Rehberden Hilal'in ismini bulduktan sonra daha fazla beklemedik ve aradım. İki üç çalıştan sonra kulağıma dolan neşeli "Alo!" sesiyle tebessüm ettim ve "Nasılsın?" diye sordum. Karşı taraftan bir iki hışırtı geldikten sonra "İyiyim." dedi. "Her zamanki gibi çalışıyorum işte.
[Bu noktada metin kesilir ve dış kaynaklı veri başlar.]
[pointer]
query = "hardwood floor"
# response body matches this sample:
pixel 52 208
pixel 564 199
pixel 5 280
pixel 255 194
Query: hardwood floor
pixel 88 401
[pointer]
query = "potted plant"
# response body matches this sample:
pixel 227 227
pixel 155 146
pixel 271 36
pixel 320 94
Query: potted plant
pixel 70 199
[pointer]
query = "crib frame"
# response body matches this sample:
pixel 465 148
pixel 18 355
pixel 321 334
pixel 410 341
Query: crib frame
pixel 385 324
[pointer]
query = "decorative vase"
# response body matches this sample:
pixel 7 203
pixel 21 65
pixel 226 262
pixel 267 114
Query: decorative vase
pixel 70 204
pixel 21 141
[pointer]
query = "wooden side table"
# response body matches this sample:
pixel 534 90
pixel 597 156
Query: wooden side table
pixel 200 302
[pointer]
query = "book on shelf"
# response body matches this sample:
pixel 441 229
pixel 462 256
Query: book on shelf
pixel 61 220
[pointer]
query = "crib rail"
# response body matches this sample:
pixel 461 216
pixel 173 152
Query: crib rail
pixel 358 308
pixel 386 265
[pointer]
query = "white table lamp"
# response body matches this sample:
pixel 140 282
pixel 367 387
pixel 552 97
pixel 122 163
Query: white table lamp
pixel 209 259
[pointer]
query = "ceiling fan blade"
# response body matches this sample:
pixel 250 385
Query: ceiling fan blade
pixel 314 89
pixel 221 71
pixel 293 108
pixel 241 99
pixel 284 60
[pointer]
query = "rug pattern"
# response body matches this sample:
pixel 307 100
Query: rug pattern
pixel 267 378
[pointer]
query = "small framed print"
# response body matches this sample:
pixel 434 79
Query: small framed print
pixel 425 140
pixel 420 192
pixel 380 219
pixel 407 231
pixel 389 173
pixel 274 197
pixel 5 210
Sen nasılsın, daha iyi hissediyor musun kendini?" Son sorusuna karşılık olarak başımı istemsizce evet dercesine sallarken "Hissediyorum." dedim.

Fiziken yani.

"İyi ol ya. Özledik seni. Sık görüşemedik."

"Ben de onu diyecektim." diyerek konuyu bir yerden açmaya çalıştım. "Akşam müsaitseniz sizin oradaki kafede görüşelim mi? Hem size söylemem gereken bir şey de var."

"Neymiş o?" diye sordu merakla. "Şimdi söyle. Ben akşam hiç duymamış gibi yaparım."

"Saçmalama." dedim gülerken. "Olmaz!"

"Peki, peki." dedi ısrar etmeyerek. "Bahadır'ı da çağırmamı ister misin?"

"Hayır." dedim hiç düşünmeden. Kendisinin Rabia'nın bana söylediği şeylerden haberi yoktu. Gerçi Bahadır'ın balkonuma tırmandığı akşam da aralarında öyle bir şey olmadığını az çok anlamıştım ama yine de emim olmak istiyordum. Ayrıca böyle bir şey olsa bana bunu Rabia'dan önce gelir Hilal söylerdi. Sonuçta Bahadır ile sürekli dip dibelerdi ve o sinsilikle gözünden bir şey kaçmaz anlardı.

Ama yine de dediğim gibi benim emin olmam lazımdı.

"Serra, ne zamana kadar sürecek aranızdaki bu durum? Tamam, seni de anlıyorum kızgınsın fama Bahadır'a da hiç şans vermiyorsun ki. Ne kadar üzgün ve pişman olduğuna biz şahidiz."

"Sorun onun pişmanlığı görüp görmemem değil. Sadece ona karşı bir adım atmak içimden gelmiyor. Zamanla ne olur bilmem tabii."

Derin bir iç geçirdi. "Tamam." dedi hemen ardından da. "İstediğin gibi hareket et. Ne ben ne de diğerleri karışmayacak."

"Akşam görüşüyoruz o zaman." diyerek konuyu değiştirdiğimde beni onayladı. Görüşürüz faslından sonra telefonu kapatıp az önce aldığım yere koyduktan sonra yerde duran eşyalarıma yöneldim ve hepsini bir bir katlayarak bavula yerleştirdim. Şimdilik yanımda iki valiz götürecektim. Daha sonra ihtiyacım olan bir şey olursa annem veya babam vasıtasıyla o şeye ulaşırdım. Fakat şimdilik bu kadarı benim için yeterliydi.

"Serra."

Kapının ardından işittiğim sese karşılık "Efendim." dediğim esnada odamın kapısı açıldı ve içeri annem girdi. Tekrardan "Efendim, anne." dediğimde yanımdan geçerek yatağa oturdu ve "Baban aradı şimdi." dedi.

"Ne diyor?"

"Cumartesi günü seninle Ankara'ya gelemeyeceğiz."

Kaşlarım çatılırken "Neden?" diye sordum. Ardından da yanına gidip yatağa oturdum ben de. "Bir sorun mu var yoksa?" Başını hayır dercesine salladı. "Babanın bir toplantıya katılması gerekti. Ben de onu burada yalnız bırakmayım, diyorum. İstersen sen git, biz de bir iki gün sonra arkandan geliriz. Uyar mı?"